Miona Short turned grief into growth by founding her hair-care company, Shukrah.

Miona Short

It was the fall of 2016, it was midterms week, and Miona Short ’18 was grieving the devastating loss of her grandfather — the last thing she wanted to do was her hair. As both a First Wave scholar and a scientist studying astrophysics, Short tapped into her creativity and her ingenuity to develop a solution that would change her hair care and, later, her life: the Carefree Comb.

“The Carefree Comb was born out of a profound grief,” Short says, “but it was a kernel of joy, a kernel of hope, and a kernel of relief in that grief.”

The Carefree Comb is a wide-toothed comb that contains and distributes hair product as it detangles, condensing multiple steps of a routine into one. Six years later, after Short was laid off from her job at a health care technology company, the Carefree Comb once again provided an inventive solution in the face of misfortune when Short founded her hair-care company, Shukrah.

A close-up of the Carefree Comb.

“It was a year of profound self-discovery … I sort of started to grow up with the birth of the company,” Short says. “I started to study other founders and CEOs and really understood what it would take for a company to succeed with an effective leader. I had to recognize how I wasn’t that, in a lot of ways, and then had to begin to train myself to be that.”

Today, Short is preparing to take the Carefree Comb to market and already has plans for Shukrah to remain at the advent of the ever-evolving hair-care industry.

“I think the me that first had the idea [for the Carefree Comb] would be really proud of where it is now,” Short says. Below, the astrophysicist-turned-entrepreneur shares Shukrah’s cosmic origin story and how she’s grown alongside it.

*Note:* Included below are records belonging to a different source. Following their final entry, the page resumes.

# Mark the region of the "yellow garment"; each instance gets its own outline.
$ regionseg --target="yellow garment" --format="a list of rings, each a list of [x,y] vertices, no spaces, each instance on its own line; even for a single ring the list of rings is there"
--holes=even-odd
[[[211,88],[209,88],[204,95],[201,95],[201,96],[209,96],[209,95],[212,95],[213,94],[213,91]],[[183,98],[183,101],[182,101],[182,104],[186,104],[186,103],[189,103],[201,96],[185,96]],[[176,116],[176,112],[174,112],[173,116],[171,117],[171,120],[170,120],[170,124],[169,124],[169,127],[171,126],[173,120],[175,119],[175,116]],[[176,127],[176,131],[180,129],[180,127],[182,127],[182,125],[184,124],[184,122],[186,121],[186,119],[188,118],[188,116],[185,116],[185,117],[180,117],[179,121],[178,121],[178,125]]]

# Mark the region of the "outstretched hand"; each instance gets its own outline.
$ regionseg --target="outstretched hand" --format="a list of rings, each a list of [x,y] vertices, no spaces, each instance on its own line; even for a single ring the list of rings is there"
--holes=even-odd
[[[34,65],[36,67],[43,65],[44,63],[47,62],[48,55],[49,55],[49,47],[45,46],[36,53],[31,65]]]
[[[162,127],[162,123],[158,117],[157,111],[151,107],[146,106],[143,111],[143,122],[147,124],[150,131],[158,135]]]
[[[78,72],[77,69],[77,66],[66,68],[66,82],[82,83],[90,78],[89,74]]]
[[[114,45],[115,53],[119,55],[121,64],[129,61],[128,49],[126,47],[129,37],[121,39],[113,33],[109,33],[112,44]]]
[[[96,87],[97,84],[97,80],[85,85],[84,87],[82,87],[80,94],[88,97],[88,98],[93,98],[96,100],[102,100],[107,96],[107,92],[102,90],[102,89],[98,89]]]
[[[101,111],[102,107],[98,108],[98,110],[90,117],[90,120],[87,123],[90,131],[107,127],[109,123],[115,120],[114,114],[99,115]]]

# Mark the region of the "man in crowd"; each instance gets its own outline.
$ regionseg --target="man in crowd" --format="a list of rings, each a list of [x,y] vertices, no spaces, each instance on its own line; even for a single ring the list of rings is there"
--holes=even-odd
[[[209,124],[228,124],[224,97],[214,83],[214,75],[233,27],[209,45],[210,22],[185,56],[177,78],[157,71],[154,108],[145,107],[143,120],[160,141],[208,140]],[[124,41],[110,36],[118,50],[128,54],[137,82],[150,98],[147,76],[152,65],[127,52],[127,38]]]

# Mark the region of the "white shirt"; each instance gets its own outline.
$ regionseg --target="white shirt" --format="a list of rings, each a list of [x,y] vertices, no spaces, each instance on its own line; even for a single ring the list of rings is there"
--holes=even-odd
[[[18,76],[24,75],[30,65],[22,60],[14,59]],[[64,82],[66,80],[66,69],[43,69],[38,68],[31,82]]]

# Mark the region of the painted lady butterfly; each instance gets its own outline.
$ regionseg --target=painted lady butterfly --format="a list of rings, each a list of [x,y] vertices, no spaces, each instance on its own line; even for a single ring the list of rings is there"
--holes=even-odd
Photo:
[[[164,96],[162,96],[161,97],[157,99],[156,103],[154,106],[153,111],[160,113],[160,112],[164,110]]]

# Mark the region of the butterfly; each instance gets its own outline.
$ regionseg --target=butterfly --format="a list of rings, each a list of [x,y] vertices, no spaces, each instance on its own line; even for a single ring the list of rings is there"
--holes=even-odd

Where does the name Shukrah come from?

I was studying abroad in Chile, and I was making a hair conditioner in my host family’s kitchen. I was listening to a podcast about Sara Blakely, the founder of Spanx, and she was discussing how she came up with the name Spanx: comedian friends of hers said that the k sound is really effective in getting people’s attention. Then, out of the clear blue sky, the name Shukrah just sort of dropped into my body, and that was kind of it. I thought it was such a gorgeous name. I was like, “It probably means something in someone else’s language.” I looked it up, and in Arabic it’s a derivative of the word shukran, which is “gratitude.” In Sanskrit, [shukra] means “bright” or “brilliance,” and it’s another word for the planet Venus, which is my favorite planet.

How have you grown along with your company?

On an operational level, I think I’m a better project manager because I’ve had to be one, and I’m a lot more focused. This has been an exercise in paying attention to where the goalpost is, getting there, and recognizing that there are so many different moving parts, but having to really be [aware] of what will make them move in harmony together.

As a person, I think I’m a better listener. I also rely on my intuition a lot more. I think some of the best founders and CEOs are really able to listen not only to the people who work for them [and] not just to their customers but also to the overall industry environment.

What advice would you give to someone who does not have an entrepreneurial background but who is looking to start their own business?

There will always be an excuse not to do it. There is never a right time, and if there is a right time, you’re very close to being too late. [Also], keep intention in mind. Why do you want to start this business? Is this purely a monetary endeavor ... or is this mission-based or value-based? Your decisions will ultimately always come from your fundamental intention.